Ideally Richter would like to have larger display space or even a building to house the growing collection of World’s Fair treasures. A couple in Ohio had said they're planning to send him two boxes of their material and a collector in California would like to donate his collection of World's Fair memorabilia. But the World’s Fair Historical Society, like many historical groups, operates on a minuscule budget.   

“Our membership is about 50 people,” he said. “Basically I’m a one-man show. I do have seven board members but we communicate through email. Most of the members are in New York, there’s one in Minnesota and one in Florida.”

An East Coast museum has contacted him, he said, about putting together a show showing the futuristic things that have come out of world’s fairs. Something like that, he believes, would give the Historical Society a boost in membership and visibility.

Richter wouldn’t mind relocating if a good site could be found at a reasonable price.

“We hope to have a full-fledged museum that covers the history of fairs,” he said. “Ideally we’d have space to do preservation, to digitalize old photographs, preserve artifacts and host educational exhibits.” 

Moving would lose him some local visibility. Richter is known in South Bellevue. He owned the Newport Hills Shipping Center for a couple years and made good friends through his business. He sold the business a couple years ago and currently works two jobs to survive and keep his World’s Fair Society afloat.

On the other hand, Richter has studied World’s Fairs enough that he’s got the expertise to pull together several different shows. For instance, he has tracked the impact and significance of fairs. They’ve gone from displays of achievements in the 1800s and early 1900s, to the futuristic dreams in the 1960s and on. Today’s fairs, he noted, always include environmental themes.

World’s Fairs, he said, are fascinating for what they’ve done for us in a number of ways.

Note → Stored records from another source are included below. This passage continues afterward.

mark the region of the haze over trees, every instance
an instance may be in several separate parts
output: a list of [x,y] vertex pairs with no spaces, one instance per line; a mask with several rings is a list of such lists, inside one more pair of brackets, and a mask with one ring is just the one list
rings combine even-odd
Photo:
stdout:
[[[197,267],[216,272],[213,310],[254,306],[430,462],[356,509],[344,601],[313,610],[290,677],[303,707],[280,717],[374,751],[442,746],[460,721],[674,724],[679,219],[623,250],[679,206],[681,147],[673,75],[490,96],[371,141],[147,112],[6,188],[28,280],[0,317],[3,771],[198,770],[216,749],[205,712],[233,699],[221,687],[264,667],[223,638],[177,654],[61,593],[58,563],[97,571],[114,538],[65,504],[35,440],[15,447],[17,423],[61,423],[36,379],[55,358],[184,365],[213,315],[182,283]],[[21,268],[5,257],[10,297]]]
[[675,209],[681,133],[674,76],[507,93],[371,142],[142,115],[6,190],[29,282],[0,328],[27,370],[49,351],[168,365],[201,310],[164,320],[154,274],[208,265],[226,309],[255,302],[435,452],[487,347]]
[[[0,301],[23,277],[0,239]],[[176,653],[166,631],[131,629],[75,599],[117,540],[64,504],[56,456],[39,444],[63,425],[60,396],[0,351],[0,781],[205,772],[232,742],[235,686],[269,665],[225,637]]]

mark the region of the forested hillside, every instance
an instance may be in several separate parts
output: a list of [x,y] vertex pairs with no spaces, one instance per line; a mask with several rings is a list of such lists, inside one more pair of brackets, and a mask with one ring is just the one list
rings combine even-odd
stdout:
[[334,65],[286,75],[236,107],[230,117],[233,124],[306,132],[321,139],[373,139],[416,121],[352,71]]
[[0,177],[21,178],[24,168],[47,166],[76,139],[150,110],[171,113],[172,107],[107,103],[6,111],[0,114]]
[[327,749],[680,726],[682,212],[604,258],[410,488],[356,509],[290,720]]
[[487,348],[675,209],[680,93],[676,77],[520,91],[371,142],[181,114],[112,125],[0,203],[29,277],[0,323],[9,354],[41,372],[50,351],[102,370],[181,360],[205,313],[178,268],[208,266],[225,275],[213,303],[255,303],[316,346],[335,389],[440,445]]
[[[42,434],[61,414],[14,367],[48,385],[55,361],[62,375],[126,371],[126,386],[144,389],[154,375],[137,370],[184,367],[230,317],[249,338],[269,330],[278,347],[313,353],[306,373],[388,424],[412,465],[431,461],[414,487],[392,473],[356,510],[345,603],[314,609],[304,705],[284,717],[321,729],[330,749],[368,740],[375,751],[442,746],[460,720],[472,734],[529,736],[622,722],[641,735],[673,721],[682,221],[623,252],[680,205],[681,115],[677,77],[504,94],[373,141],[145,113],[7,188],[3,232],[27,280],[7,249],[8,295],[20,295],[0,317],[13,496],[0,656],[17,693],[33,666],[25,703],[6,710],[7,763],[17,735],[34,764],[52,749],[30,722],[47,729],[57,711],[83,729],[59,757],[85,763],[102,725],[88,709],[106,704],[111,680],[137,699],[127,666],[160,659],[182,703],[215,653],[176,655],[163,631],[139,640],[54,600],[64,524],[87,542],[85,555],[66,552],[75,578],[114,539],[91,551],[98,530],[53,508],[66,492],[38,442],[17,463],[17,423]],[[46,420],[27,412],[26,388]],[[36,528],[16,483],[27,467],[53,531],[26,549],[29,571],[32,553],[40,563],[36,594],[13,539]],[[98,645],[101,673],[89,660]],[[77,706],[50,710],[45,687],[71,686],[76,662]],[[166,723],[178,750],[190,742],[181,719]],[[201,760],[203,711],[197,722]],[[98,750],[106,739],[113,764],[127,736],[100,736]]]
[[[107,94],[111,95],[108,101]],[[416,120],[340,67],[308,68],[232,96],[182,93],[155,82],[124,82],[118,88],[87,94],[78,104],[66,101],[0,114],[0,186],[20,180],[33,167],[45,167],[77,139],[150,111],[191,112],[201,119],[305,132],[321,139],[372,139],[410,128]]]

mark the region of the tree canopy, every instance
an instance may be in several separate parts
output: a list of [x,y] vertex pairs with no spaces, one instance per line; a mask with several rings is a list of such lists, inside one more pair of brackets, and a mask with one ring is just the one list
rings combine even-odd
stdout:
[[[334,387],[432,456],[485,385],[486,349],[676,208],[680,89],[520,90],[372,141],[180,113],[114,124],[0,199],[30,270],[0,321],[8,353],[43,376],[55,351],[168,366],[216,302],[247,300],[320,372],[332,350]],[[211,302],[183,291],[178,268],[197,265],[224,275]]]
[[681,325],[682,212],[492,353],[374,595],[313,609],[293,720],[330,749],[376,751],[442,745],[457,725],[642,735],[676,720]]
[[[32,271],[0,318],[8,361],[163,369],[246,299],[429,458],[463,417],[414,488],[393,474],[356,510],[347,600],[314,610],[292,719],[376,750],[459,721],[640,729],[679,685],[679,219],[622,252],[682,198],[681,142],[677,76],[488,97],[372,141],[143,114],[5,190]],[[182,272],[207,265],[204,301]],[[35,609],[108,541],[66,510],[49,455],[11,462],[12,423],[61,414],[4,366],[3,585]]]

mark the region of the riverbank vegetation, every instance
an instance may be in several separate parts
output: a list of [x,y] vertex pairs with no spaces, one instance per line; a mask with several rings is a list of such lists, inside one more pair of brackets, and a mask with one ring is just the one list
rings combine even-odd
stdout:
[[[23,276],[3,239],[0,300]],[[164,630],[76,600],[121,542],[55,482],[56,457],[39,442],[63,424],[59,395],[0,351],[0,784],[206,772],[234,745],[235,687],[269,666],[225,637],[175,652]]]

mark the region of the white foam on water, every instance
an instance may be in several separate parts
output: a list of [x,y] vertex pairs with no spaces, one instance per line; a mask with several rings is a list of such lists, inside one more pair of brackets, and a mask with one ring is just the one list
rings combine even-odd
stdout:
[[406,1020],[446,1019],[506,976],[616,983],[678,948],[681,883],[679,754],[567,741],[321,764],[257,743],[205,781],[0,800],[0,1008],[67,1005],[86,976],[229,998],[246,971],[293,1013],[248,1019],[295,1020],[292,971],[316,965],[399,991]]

First there are the obvious landmarks – the Space Needle in Seattle from the 1962 Fair, the Eiffel Tower from the 1889 Fair in Paris and the French Pavilion from the 1939 New York Fair. The first Ferris wheel was built for the Chicago Fair in the 1890s. It was so big that the enclosed cars were the size of box cars. Each had a lunch counter and could hold 40 people. It was moved to the St. Louis Fair in 1904 but destroyed after that.

Early fairs reflected a not-so-pleasant aspect of humanity. They showed how society treated minorities. 

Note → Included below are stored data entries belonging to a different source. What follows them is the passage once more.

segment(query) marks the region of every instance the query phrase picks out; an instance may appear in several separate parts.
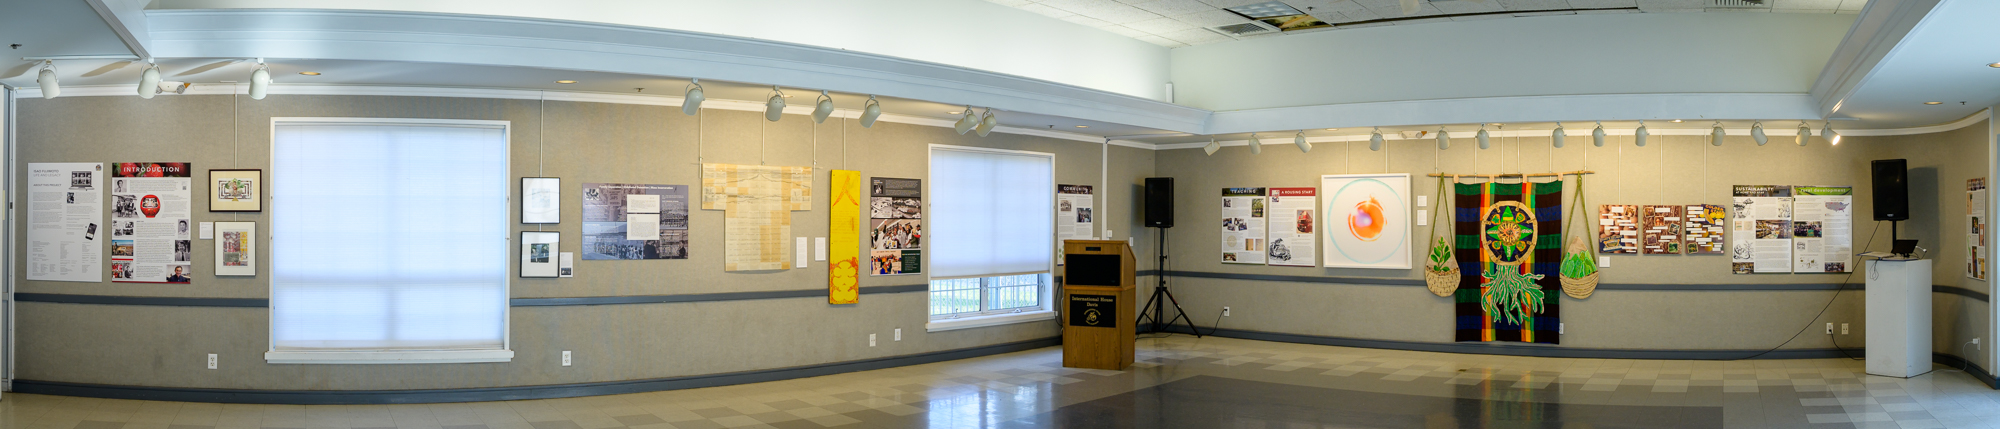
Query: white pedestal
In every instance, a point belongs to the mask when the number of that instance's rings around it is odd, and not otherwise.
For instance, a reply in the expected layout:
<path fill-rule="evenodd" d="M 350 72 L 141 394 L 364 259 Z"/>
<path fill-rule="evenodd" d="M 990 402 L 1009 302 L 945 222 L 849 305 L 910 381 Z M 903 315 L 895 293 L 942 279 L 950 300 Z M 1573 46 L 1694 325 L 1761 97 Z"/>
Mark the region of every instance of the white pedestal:
<path fill-rule="evenodd" d="M 1931 368 L 1931 261 L 1867 261 L 1868 374 L 1909 378 Z"/>

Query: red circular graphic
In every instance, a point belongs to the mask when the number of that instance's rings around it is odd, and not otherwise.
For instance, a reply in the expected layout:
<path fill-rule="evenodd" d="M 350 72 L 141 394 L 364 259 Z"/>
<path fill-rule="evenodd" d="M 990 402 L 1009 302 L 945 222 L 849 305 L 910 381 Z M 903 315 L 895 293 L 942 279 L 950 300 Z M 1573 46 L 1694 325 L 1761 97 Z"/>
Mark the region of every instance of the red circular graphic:
<path fill-rule="evenodd" d="M 145 213 L 146 217 L 160 214 L 160 197 L 157 195 L 139 197 L 139 211 Z"/>

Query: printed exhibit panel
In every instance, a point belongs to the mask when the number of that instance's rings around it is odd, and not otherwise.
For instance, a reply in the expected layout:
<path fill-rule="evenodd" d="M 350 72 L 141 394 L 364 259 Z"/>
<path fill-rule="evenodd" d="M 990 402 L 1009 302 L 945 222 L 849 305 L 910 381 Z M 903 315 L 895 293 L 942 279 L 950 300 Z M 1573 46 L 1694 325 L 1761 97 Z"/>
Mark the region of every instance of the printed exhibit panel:
<path fill-rule="evenodd" d="M 103 219 L 104 164 L 28 164 L 28 280 L 104 281 Z"/>
<path fill-rule="evenodd" d="M 1264 188 L 1222 189 L 1222 262 L 1264 263 Z"/>
<path fill-rule="evenodd" d="M 1729 209 L 1714 204 L 1689 204 L 1683 212 L 1686 215 L 1687 234 L 1683 240 L 1689 255 L 1723 254 L 1723 234 L 1729 230 Z"/>
<path fill-rule="evenodd" d="M 1986 178 L 1965 181 L 1965 277 L 1986 280 L 1986 230 L 1992 228 L 1991 219 L 1986 218 Z"/>
<path fill-rule="evenodd" d="M 1640 209 L 1640 249 L 1648 255 L 1681 254 L 1681 206 Z"/>
<path fill-rule="evenodd" d="M 1410 268 L 1410 175 L 1321 175 L 1319 194 L 1322 266 Z"/>
<path fill-rule="evenodd" d="M 1267 263 L 1285 267 L 1319 266 L 1316 223 L 1319 189 L 1271 188 L 1272 223 Z"/>
<path fill-rule="evenodd" d="M 1736 185 L 1732 194 L 1730 272 L 1792 272 L 1792 187 Z"/>
<path fill-rule="evenodd" d="M 869 179 L 869 275 L 923 273 L 923 191 L 923 179 Z"/>
<path fill-rule="evenodd" d="M 1792 187 L 1792 272 L 1854 270 L 1854 188 Z"/>
<path fill-rule="evenodd" d="M 189 283 L 194 276 L 192 167 L 123 162 L 111 179 L 111 281 Z"/>
<path fill-rule="evenodd" d="M 1597 208 L 1597 253 L 1639 253 L 1639 206 L 1605 204 Z"/>
<path fill-rule="evenodd" d="M 583 260 L 687 257 L 686 185 L 583 184 Z"/>

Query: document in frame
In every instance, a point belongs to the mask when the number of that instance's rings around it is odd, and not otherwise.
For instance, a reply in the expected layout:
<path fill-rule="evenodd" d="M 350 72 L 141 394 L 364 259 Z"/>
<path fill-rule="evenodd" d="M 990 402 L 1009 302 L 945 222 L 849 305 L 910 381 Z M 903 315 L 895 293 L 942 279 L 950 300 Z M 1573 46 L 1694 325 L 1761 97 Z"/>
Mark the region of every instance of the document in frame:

“Many cultures were just put on display in the 1800s and early 1900s,” he said. 

World’s Fairs have influenced the way we Americans eat. The French Pavilion from 1939 introduced a lot of Americans to French food. The ice cream cone, hot dog and “angel hair” – now called cotton candy, came from the 1904 St. Louis Fair. Our fascination with Belgian waffles – covered with strawberries and whipped cream – started at the 1964-65 New York Fair.

Richter commented that his first Fair, the 1964-65 one in New York, also gave Disney fans something enduring – the ride called “It’s a Small World.” Walt Disney created the ride as a tribute to the United Nations.

Richter hopes to recruit society members who fondly remember fairs. He could use more volunteers, he said, to help maintain the current collection. He can be reached through the society’s website at www.crystalpalace51.org. The website name, of course, references the first major world’s fair.

The first big fair, Richter noted, was born out of the industrial revolution in England when a Crystal Palace was erected in London in 1851. The building that housed the fair had 1 million square feet of exhibition space and actually enclosed or was built around trees that were growing on the site. It combined art with industrial exhibits and was a huge hit.

“From that point on, fairs took off,” Richter said.